Franklin’s Universe

Breaking the Cycle: What Our Fathers Got Wrong About Discipline

Breaking the Cycle: What Our Fathers Got Wrong About Discipline

1. Our Fathers Weren’t Evil — They Were Inheriting Broken Teaching

Growing up, most fathers didn’t discipline out of cruelty. They disciplined out of inheritance. They handed down what was handed to them — correction without tenderness, fear disguised as respect, strength taught without compassion. This wasn’t about race alone; it was generational. But in many Black households, survival overshadowed emotional health, and the old ways were passed down without question.

2. They Never Learned the Full Meaning of Love

Many fathers worked hard, protected their homes, and tried to raise strong children — but they never learned how to love gently. They believed pain created responsibility because that’s what was done to them. But God never designed discipline to be violent. Jesus came to shift discipline back into love, guidance, and relationship, but the old foundation was already poured, and people kept building on it.

3. A Bad Method Doesn’t Make a Bad Man

The culture of “whoopings” didn’t start with wickedness — it started with misunderstanding.
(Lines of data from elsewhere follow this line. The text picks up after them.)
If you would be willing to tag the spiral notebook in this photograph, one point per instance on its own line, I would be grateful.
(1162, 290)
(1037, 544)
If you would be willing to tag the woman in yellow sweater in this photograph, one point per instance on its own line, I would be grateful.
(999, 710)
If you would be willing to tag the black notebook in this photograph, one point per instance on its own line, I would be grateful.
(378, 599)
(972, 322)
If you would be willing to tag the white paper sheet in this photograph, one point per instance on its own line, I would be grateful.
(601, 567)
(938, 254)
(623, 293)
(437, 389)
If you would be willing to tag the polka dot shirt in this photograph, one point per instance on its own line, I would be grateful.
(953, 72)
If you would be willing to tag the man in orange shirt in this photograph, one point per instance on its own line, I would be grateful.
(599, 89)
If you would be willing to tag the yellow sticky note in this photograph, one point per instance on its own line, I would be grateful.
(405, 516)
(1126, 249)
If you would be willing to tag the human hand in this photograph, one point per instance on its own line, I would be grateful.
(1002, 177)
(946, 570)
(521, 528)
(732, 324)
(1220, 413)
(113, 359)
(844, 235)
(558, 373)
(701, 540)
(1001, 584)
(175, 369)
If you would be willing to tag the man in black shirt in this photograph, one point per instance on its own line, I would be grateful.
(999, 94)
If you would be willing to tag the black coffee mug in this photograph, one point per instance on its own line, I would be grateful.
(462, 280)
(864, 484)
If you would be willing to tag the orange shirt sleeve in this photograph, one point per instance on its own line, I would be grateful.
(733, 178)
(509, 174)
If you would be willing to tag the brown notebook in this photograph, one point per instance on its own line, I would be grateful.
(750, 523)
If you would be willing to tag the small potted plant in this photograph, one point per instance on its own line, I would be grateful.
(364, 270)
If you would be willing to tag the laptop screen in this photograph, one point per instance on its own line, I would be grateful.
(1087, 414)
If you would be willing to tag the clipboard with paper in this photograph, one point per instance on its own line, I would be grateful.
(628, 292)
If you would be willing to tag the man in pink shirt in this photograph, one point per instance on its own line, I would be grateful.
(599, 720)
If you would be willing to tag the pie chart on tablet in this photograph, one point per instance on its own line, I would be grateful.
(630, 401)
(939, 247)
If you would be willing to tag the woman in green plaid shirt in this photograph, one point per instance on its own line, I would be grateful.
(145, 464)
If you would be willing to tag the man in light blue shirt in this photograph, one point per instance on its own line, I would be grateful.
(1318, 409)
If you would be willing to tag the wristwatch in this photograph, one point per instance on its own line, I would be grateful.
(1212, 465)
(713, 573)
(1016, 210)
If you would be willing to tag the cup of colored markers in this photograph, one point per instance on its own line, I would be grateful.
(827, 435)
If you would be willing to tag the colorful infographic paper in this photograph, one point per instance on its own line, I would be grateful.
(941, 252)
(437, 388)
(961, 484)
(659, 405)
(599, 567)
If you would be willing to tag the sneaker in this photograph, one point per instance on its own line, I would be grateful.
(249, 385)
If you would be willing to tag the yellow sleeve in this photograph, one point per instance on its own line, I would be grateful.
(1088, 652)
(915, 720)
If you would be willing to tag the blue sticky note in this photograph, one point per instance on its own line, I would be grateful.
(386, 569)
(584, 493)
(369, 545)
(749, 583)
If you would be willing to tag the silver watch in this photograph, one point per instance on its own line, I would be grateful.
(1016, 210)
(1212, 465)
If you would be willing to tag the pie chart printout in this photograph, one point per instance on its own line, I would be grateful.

It destroys a child’s sense of self-worth and wounds the father-child relationship. Calling out the method doesn’t mean calling out the man. It means recognizing there’s a better way, a godlier way.

4. The Law Is Now Protecting Children the Way God Intended

Today, the law steps in when discipline becomes violence — and they are right to do so. If a father is blessed enough to be in the home, and the child is blessed enough to have him, protection is mandatory. The law isn’t attacking fathers; it’s defending children the way scripture always intended.

5. Church and State Aren’t Separate Here — They’re Aligned

In cases like these, both the legal system and the church respond. One removes authority, the other enforces accountability. For once, both institutions are saying the same thing: violence is not biblical discipline. When every authority is aligned, it means the foundation is shifting.

6. A New Understanding: Breaking the Cycle

We inherited a version of discipline that wasn’t rooted in God’s heart. Now we’re learning a new way — one shaped by love, wisdom, and accountability. This is how the cycle breaks: not by blaming our fathers, but by becoming better fathers than the generation before us.